Cuando
imaginamos los enfrentamientos entre los caballeros medievales todos tendemos a
imaginarnos escenas épicas de caballeros de punta en blanco entrecruzando sus
bruñidos aceros en feraces campiñas bajo un cielo prístino de verano.
La
realidad, como en tantas otras facetas de la vida, era normalmente mucho más
sórdida, cuando no grotesca.
Un
ejemplo poco glorioso de la muerte de un afamado caballero puede ser la
narración que don Lope García de Salazar nos hace sobre Cómo Diego Furtado, fijo de don Lope González
de Mendoça, que llamaron Mantoluçea, mató a don Ínigo de Guebara, que avía
muerto a don Lope González, su padre.
El caso
es que siendo joven Iñigo de Guevara, asaltó la torre de los
Mendoza y dio muerte a cuantos miembros de la familia encontró en ella, salvo a los criados y
al Diego niño que pudo escapar escondido bajo las sayas de su niñera, que lo
hurtó así de la furia asesina de los enemigos de su linaje.
Por este hecho le
llamaron al joven Diego “el hurtado”, porque lo habían hurtado de las garras de
quienes tan mal le querían y así tomó este sobrenombre y quedó para su linaje
el apellido de Hurtado.
Cuando este Diego Hurtado se hizo mozo resolvió vengar la muerte de su padre. De manera que juntó a toda su
gente de armas y comenzó a buscar la mejor manera de devolver al de
Guevara el mal que le había hecho.
Pero este
Guevara, sabedor de que su persona no gozaba de muchas simpatías por la zona, era hombre precavido y cambiaba todas las noches de casa. Así que para poder localizarle el joven Diego
sobornó a uno de los hombres del de Guevara que les indicó donde pensaba cenar
su señor aquél día. Pero este, cauto donde los hubiera, jamás dormía donde
había cenado, de manera que acordaron el traidor y el Hurtado que dejaría un
rastro de granos de trigo hasta la casa donde fuera a dormir aquella noche.
Así se
hizo y pudo Diego, en una noche clara de luna, rodear la casa donde dormía el
felón. Una vez seguro de que no podría escapar a su cerco, atacaron con hachas y
almádenas las puertas de la
casa.
- ¿Quién
pretende entrar a mi casa?
Sobre el
estrépito de sus hombres atacando los portones le contestó Diego:
- Soy
yo, don Diego Hurtado ,
el hijo de aquél a quien asesinaste y, para su escarnio, llevaste su braguero a vender
al mercado de Vitoria. Estoy aquí dispuesto a vengarle y a llevar tu cabeza al
mismo mercado donde tú llevaste el braguero de mi padre.
Don
Iñigo, caballero hidalgo al fin y al cabo, le contestó:
- Tienes
razón. Yo le corté la cabeza a tu padre y tienes razones para tratar de
cortarme a mí la mía, si es que puedes. Pero no trabajes tanto en romper las
puertas, ya salgo a encontrarme contigo afuera, que no soy yo hombre de morir
encerrado.
Dicho y
hecho. Confiado en la palabra del de Guevara, Diego ordenó a sus hombres que
dejaran de aporrear la puerta y esperó a que saliera su enemigo. Entretanto,
Iñigo de Guevara se había armado de punta en blanco y montado en su caballo de
batalla dispuesto a realizar la más brutal carga que jamás se hubiera realizado contra quienes le sitiaban.

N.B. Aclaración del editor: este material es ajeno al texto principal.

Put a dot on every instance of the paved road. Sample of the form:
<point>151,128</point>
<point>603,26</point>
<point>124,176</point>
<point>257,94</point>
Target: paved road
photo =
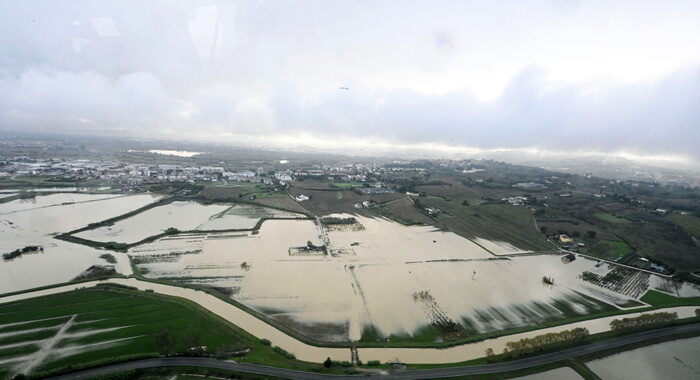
<point>417,374</point>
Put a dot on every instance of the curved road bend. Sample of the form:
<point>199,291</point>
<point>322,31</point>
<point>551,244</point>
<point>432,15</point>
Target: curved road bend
<point>417,374</point>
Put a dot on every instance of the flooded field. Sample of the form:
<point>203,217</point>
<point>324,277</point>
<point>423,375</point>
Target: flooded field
<point>671,360</point>
<point>184,216</point>
<point>500,247</point>
<point>310,353</point>
<point>381,280</point>
<point>35,221</point>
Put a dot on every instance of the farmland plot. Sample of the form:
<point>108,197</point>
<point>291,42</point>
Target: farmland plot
<point>35,222</point>
<point>379,280</point>
<point>184,216</point>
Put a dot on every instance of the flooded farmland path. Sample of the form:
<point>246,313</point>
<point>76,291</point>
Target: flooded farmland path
<point>310,353</point>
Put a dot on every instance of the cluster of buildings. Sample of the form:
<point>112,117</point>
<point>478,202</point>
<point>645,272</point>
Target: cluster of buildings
<point>133,174</point>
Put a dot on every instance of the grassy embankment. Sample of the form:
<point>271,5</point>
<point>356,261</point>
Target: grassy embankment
<point>152,325</point>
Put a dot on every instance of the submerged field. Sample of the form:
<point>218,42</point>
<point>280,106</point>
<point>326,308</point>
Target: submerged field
<point>671,360</point>
<point>337,278</point>
<point>383,281</point>
<point>48,333</point>
<point>183,216</point>
<point>36,220</point>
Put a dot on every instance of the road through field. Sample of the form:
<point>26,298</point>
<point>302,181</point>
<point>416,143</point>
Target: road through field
<point>414,374</point>
<point>309,353</point>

Dió orden a sus hombres para que abrieran las puertas de par en par y espoleó
furioso a su bridón. Al ataque de las espuelas, el animal arrancó con furia hacia su objetivo y don
Iñigo aferró la lanza esperando el impacto contra los de Hurtado.
Fue una
lástima el que, al cambiar tan a menudo de casa, don Iñigo de Guevara no
tuviera conciencia plena de las dimensiones de cada una de sus propiedades y no
se hubiera percatado de que el dintel de la puerta era un poquito más bajo que la
cresta de su morrión.
Impulsado por la furia de su montura, golpeó el umbral de
la entrada con la cabeza y murió en el acto sin llegar siquiera a salir de la casa. De hecho, quedó con
medio cuerpo fuera y medio dentro, mientras don Diego Hurtado le cortaba
la cabeza que luego exhibió -tal y como había jurado- en el mercado de Vitoria,
en el mismo lugar donde años antes don Iñigo había expuesto el braguero de su
padre.
2 comentarios:
Digno de una comedia, gracias por la anecdota
Gracias a ti, por tomarte la molestia de leerla y comentarla.
A fin de cuentas, la única razón de ser de un escrito es ser leído.